The instance-based classifiers have advantages over parameter-laden algorithms in that they can be directly applied to previously unseen and mutable datasets [43]. Instance-based methods calculate the class label of query time series by computing its similarity to all the time series in the training set and the label is determined by its nearest neighbor. Thus, few parameters need to be tuned. In this paper, we focus on the instance-based method. The most prevalent similarity measure in time series domain is DTW. The NN-DTW has been widely used for TSC and experimental results demonstrate that it is not easy to beat on many datasets. However, using conventional NN-DTW to predict class labels is somewhat slow because DTW has quadratic time complexity. Thus, in this paper, we propose the MDTW to accelerate NN-DTW.

We note that the idea behind MDTW can be exploited with most time series similarity measures. We use DTW as a representative example in this paper. However, it is straightforward to implement the idea for various similarity measures. It will be interesting to know the trade-off between efficiency and accuracy.

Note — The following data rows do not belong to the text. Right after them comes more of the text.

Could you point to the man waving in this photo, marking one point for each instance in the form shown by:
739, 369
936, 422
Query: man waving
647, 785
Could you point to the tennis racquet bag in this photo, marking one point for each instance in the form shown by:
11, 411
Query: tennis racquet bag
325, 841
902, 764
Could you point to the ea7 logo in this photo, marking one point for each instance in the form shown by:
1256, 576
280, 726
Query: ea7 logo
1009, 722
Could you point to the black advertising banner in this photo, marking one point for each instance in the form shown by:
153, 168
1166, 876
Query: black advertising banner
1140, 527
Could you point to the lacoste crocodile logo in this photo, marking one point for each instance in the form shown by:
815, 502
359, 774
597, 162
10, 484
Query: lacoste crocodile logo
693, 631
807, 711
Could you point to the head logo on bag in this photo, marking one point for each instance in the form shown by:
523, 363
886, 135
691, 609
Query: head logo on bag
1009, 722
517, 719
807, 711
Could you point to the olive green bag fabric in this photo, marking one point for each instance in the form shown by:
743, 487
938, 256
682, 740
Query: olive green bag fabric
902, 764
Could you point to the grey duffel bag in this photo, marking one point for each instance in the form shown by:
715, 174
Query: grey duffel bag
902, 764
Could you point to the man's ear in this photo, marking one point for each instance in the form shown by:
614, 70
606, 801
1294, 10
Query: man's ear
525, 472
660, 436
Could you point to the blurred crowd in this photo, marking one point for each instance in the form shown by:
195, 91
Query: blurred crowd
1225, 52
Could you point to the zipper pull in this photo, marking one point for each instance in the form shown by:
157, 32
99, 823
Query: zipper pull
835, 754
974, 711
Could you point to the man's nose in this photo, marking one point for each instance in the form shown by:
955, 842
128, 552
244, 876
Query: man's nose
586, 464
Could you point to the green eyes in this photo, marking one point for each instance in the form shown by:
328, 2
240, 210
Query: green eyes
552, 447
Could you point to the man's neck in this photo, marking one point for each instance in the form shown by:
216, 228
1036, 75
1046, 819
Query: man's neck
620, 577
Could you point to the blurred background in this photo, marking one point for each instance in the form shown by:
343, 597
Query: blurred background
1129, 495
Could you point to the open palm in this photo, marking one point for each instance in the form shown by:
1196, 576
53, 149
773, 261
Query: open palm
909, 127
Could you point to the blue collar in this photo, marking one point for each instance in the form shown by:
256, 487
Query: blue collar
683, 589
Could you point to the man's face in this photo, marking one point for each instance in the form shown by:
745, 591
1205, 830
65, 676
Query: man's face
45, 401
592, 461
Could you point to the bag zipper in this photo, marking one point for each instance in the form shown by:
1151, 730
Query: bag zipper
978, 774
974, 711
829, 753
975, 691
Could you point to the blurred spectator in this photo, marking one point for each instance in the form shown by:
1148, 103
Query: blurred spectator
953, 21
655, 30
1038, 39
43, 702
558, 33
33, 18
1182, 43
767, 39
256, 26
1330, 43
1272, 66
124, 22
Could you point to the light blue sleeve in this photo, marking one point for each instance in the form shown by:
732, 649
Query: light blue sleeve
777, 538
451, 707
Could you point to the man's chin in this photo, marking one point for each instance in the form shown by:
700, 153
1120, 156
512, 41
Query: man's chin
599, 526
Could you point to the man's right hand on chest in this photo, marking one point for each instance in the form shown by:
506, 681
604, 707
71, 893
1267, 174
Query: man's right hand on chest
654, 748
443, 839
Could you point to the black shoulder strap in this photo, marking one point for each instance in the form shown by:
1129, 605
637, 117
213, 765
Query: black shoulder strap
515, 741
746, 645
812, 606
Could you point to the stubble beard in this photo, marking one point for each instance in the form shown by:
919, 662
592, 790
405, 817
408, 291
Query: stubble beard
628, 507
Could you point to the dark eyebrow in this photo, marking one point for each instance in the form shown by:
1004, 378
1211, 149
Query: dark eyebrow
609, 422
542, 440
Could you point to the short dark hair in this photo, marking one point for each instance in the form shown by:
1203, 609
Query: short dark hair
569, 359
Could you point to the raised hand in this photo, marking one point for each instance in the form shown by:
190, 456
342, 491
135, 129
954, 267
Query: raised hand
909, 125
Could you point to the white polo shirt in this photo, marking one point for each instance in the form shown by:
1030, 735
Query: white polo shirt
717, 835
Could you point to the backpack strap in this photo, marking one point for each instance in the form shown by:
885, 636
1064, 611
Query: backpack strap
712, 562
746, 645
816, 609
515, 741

2.2 Accelerating the NN-DTW

To speed up the NN-DTW, a multitude of optimization techniques have been investigated in the past few years. Most of them can be generally divided into:

The lower bound techniques. Given any two time series T₁ and T₂, a lower bound LB (T₁, T₂) is smaller than the actual DTW distance, that is LB (T₁, T₂) ≤ DTW (T₁, T₂). Lower bound techniques accelerate the NN-DTW by quickly pruning time series that can not possibly be a nearest neighbor. Only for remaining candidates the exact DTW distance is computed. The performance of the lower bound techniques always depends on the dataset. Representative lower bound include LB_Kim [21], LB_Yi [47] and LB_Keogh [19].

DTW approximations. These approaches focus on calculating the approximate DTW distance. They provide efficiency gains by sacrificing some accuracy. For example, FastDTW [32] can be efficiently computed because it has a linear time and space complexity. However, FastDTW can not guarantees correct results as it is approximate in nature.

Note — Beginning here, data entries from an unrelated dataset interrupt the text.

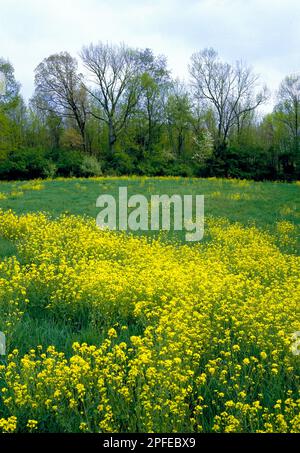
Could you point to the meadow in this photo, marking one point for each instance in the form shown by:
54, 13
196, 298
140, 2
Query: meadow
116, 332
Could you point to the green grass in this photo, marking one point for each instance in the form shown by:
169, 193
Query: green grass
262, 203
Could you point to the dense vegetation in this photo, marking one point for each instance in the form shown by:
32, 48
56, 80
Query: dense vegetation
110, 332
126, 115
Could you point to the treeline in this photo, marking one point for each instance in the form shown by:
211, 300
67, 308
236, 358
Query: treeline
117, 110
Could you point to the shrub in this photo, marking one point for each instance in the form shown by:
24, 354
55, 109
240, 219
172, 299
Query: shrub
90, 166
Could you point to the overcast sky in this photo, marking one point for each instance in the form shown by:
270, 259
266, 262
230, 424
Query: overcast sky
263, 33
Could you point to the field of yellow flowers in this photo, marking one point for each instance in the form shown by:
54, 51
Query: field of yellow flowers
194, 338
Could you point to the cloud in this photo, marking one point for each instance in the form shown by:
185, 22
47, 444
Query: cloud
264, 33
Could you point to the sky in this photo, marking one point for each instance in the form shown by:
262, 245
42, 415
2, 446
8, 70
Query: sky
265, 34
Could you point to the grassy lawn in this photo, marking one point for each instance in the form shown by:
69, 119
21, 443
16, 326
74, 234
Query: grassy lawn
262, 203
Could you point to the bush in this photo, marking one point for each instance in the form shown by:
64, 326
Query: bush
24, 164
90, 166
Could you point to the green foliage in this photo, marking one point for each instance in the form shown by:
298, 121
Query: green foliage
90, 166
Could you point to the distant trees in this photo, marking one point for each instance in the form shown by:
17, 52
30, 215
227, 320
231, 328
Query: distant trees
123, 113
288, 108
114, 72
228, 89
10, 100
59, 90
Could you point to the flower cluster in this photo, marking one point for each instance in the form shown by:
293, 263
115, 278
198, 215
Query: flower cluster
195, 338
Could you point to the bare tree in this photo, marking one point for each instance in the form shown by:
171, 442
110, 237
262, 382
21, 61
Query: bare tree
59, 89
115, 74
289, 106
229, 90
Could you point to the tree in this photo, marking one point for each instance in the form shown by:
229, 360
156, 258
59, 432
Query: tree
60, 91
179, 116
10, 101
229, 90
115, 72
289, 107
155, 83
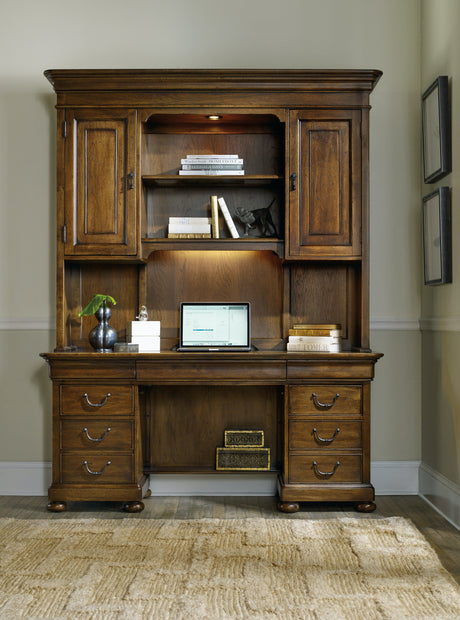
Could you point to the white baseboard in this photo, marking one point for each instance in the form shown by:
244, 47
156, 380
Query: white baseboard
442, 494
18, 478
388, 477
395, 477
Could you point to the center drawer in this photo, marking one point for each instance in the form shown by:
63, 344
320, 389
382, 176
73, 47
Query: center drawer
93, 434
326, 434
329, 399
97, 399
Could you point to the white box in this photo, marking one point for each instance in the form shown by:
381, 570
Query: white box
143, 328
146, 343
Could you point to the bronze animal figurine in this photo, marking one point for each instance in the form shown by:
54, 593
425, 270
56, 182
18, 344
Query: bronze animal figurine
258, 218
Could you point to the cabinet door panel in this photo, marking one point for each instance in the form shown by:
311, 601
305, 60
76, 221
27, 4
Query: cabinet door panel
324, 195
100, 189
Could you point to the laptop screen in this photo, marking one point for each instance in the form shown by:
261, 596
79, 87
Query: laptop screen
208, 325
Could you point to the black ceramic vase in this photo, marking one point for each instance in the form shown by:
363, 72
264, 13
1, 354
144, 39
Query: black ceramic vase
103, 337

Time series abstraction. These methods accelerate NN-DTW by running DTW on a reduced dimensionality representation of time series. They use piecewise aggregate approximation (PAA) [18] to obtain a reduced representation of the data. Piecewise DTW (PDTW) [20] and Iterative Deepening DTW (IDDTW) [11] are two representative time series abstraction methods.

PDTW and IDDTW are two methods that share some similarities with our method MDTW. We all use the PAA technique. Our method is different from them in that:

PDTW only uses one level of approximation and the nearest neighbor is obtained at that level. The user must carefully choose the resolution; however, the best resolution depends on the dataset itself. Our method uses multilevel resolutions, and it has a refine-stage, which calculates the nearest neighbor at the original resolution. Thus, our method is more accurate and robust.

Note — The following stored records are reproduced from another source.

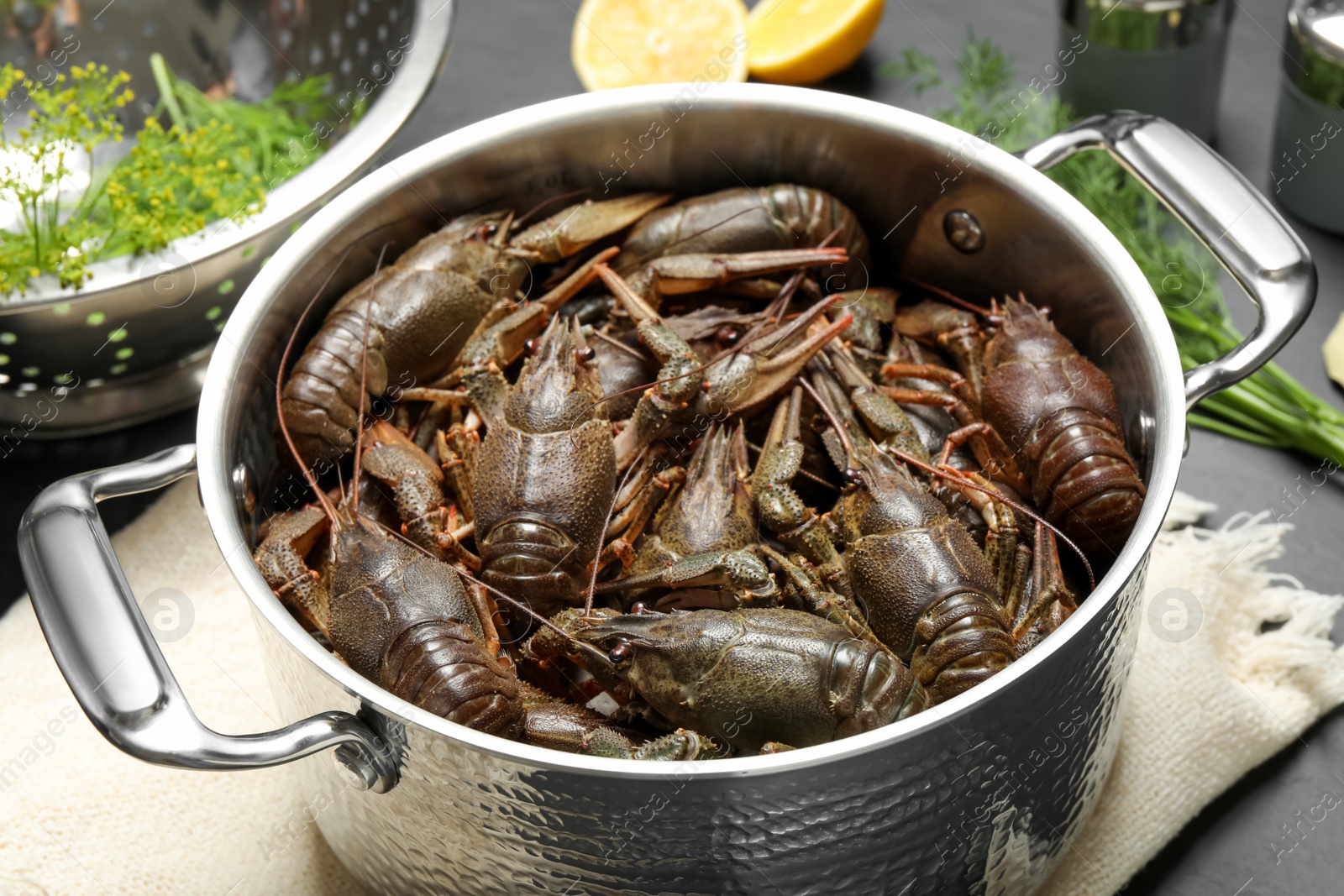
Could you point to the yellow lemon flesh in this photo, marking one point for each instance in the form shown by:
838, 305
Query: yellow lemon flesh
801, 42
618, 43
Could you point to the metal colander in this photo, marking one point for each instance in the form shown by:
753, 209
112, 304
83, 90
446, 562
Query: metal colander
134, 343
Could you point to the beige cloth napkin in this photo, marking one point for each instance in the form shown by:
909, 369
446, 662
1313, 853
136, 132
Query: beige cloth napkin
80, 817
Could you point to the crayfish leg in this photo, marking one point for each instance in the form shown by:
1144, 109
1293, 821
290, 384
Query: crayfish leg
289, 539
1052, 600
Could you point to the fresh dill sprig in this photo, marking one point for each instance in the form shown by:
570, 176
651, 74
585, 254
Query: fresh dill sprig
1269, 407
215, 160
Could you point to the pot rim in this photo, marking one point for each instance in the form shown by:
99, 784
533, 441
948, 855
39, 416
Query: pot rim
215, 481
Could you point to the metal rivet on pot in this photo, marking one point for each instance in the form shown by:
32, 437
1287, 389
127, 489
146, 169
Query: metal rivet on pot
964, 231
353, 759
244, 490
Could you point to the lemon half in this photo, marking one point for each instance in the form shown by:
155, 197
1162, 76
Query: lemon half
801, 42
618, 43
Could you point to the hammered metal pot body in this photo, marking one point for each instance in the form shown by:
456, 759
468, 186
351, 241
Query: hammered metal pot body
979, 795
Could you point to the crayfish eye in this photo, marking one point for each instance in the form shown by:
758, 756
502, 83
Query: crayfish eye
622, 653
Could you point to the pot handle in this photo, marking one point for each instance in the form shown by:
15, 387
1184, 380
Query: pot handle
105, 651
1221, 207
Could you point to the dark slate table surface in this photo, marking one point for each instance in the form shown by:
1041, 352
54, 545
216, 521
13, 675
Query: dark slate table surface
514, 53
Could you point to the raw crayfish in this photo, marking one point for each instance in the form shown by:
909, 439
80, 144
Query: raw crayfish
551, 528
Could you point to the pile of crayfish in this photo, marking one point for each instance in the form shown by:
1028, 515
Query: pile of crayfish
694, 497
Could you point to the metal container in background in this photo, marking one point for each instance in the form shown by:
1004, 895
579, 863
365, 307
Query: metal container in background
134, 342
1307, 167
1162, 56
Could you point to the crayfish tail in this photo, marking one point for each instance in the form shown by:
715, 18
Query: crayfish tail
443, 668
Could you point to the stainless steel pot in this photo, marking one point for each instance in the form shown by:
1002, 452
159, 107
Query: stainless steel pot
978, 795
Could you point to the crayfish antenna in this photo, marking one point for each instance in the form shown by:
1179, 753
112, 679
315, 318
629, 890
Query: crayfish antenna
951, 476
951, 297
363, 382
280, 396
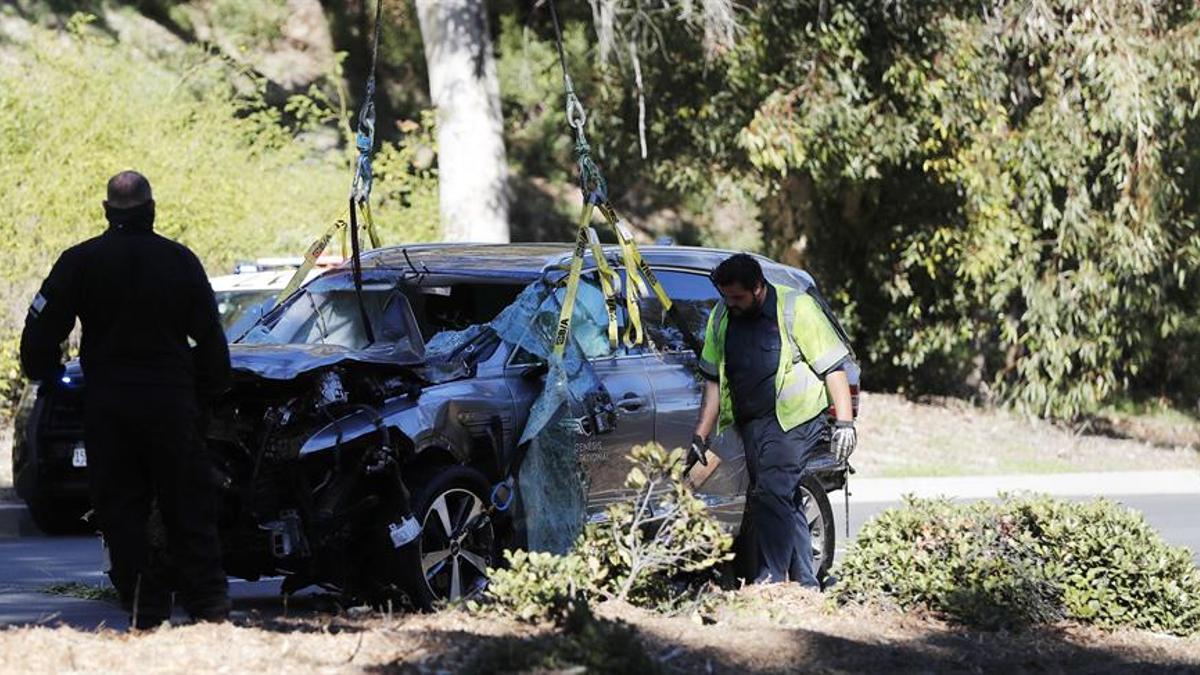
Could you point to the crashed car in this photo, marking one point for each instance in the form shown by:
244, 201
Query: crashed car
373, 441
49, 459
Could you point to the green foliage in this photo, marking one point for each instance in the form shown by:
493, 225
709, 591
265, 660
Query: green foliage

Like our proposal, IDDTW uses multilevel approximations. IDDTW builds probabilistic models of the estimation errors for all levels of approximation [11]. Then, IDDTW uses these models to decide whether a candidate time series should be pruned or is worth considering at a finer level. This approach heavily relies on probabilistic models and these models should be built before the querying process. Therefore, it can not be directly applied to an unseen dataset.

3 The MDTW algorithm

In this part, we introduce the proposed algorithm beginning with describing some useful definitions.

3.1 Definitions and Dynamic Time Warping

Definition 1. A time series $T \in ℝ^{n}$ is a temporally ordered sequence of length n, i.e., T = (t₁, t₂, . . . , t_n).

Definition 2. Given a time series T, the subsequence T_i,m is a continues subset of T starting from i to m. Formally, T_i,m = (t_i, t_i+1, . . . , t_m), where 1 ≤ i < m ≤ n.

A time series can be divided into k non-overlapping subsequences. The first k - 1 subsequences have the length of l which is equal to $⌊ \frac{n}{k} ⌋$ and the last subsequence has the length of n - (k - 1) × l. In this way, we can write T = (T_1,l, T_l+1,2l, . . . , T_(k-1)l+1,n) . Given a subsequence T_i,m, we use the local descriptor to express T_i,m.

Definition 3. A local descriptor is a function F (·) which can map a subsequence $T_{i, m} \in ℝ^{m - i + 1}$ to a real number $f \in ℝ$ , i.e., f = F (T_i,m).

Typical local descriptor include statistical features (mean, max and variance) and more complex features such as HOG-1D [50]. In this paper, we use mean as our local descriptor, i.e., $f = F (T_{i, m}) = \frac{1}{m - i + 1} \sum_{j = i}^{m} t_{j}$ . Given a time series T, a local descriptor mean as well as a predefined value k, we can get a k-resolution sequence of T.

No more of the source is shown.